El caso del aceite de oliva es de nuevo ilustrativo. El resultado de esta, y otras prácticas semejantes es su transformación en un producto reclamo, con escasa rentabilidad de la venta en el mercado. Interior. Ello estimuló la necesidad de exportar como estrategia de supervivencia, siendo el mercado exterior el único en donde puede haber rentabilidad para el productor y/o el comercializador y/o las cooperativas.

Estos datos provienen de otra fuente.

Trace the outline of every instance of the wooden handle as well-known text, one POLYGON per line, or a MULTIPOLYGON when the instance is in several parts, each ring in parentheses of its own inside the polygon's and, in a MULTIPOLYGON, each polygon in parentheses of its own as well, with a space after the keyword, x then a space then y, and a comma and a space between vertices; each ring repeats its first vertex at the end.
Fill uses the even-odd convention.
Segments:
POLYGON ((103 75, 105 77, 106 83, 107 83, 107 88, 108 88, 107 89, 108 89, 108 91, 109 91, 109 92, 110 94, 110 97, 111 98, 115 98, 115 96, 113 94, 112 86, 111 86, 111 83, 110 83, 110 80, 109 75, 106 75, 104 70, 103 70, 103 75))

Lo estamos viendo en estos momentos. A grandes cifras, España suele producir 1.5 millones de toneladas, exportar 1 millón y dedicar 500.000 al mercado interior. Este año la producción es del orden de la mitad. Los operadores privilegian a los “buenos” clientes, los que en los años anteriores generaron rentabilidad, es decir privilegian los clientes de fuera de nuestro país. Como no pueden estar los estantes vacíos, la distribución en España se ve obligada a subir los precios.

Hoy la seguridad del abastecimiento alimentaria (“Food security”)  ha vuelto a la orden del día político, al lado obviamente de otros objetivos como la seguridad de los alimentos (“Food safety”) y la adaptación y mitigación del cambio climático.

La ley de la cadena alimentaria

Si no nos puede ayudar el derecho de la competencia a conseguir una competencia y cohabitación sostenible entre los distintos actores de la cadena alimentaria, hubo que intentar recurrir a otros instrumentos legislativos.

Aquí no hay “culpables”, ni buenos y malos. Hay actores económicos insertos en una lógica destructora de valor. Hay que buscar la forma de construir un marco legal en el que, al contrario de lo que cuenta la fábula, el escorpión no pique a la rana que le ayuda a cruzar el río y se puedan salvar, tanto el escorpión como la propia rana.

Es lo que intenta la nueva ley de la cadena alimentaria. Su piedra angular es la prohibición de la “venta a pérdidas” a lo largo de la cadena, vender por debajo del coste y cobrar menos de lo que se ha pagado. “Con el fin de evitar la destrucción del valor en la cadena alimentaria, cada operador de la misma deberá pagar al operador inmediatamente anterior un precio igual o superior al coste de producción de tal producto en que efectivamente haya incurrido o asumido dicho operador”, reza la propia norma.

¿Conseguirá la ley cumplir su objetivo? Esta es una pregunta para la cual no hay todavía respuesta. Es verdad que la Agencia de Información y Control Alimentarios (AICA) ha impuesto 69 multas por un valor superior a los 211.700 euros a empresas agrarias, industrias y supermercados durante el primer trimestre de 2023 por incumplir la Ley. Pero también es cierto que las penalizaciones impuestas oscilaron entre los 1.800 y los 11.500 euros. No son para alterar un balance, pero lo realmente nuevo es la publicidad de los nombres de las empresas sancionadas, algunas de ellas tan conocidas como las distribuidoras Carrefour, Día y Froiz o las Bodegas Garcia Carrión.

Pero las sanciones, por necesarias que sean a menos que sean claramente disuasivas, no son LA solución. Esta pasa por la organización comercial de los productores para añadir primero valorar primero a los productos del campo y para conseguir una distribución equitativa de este valor entre los distintos actores de la cadena.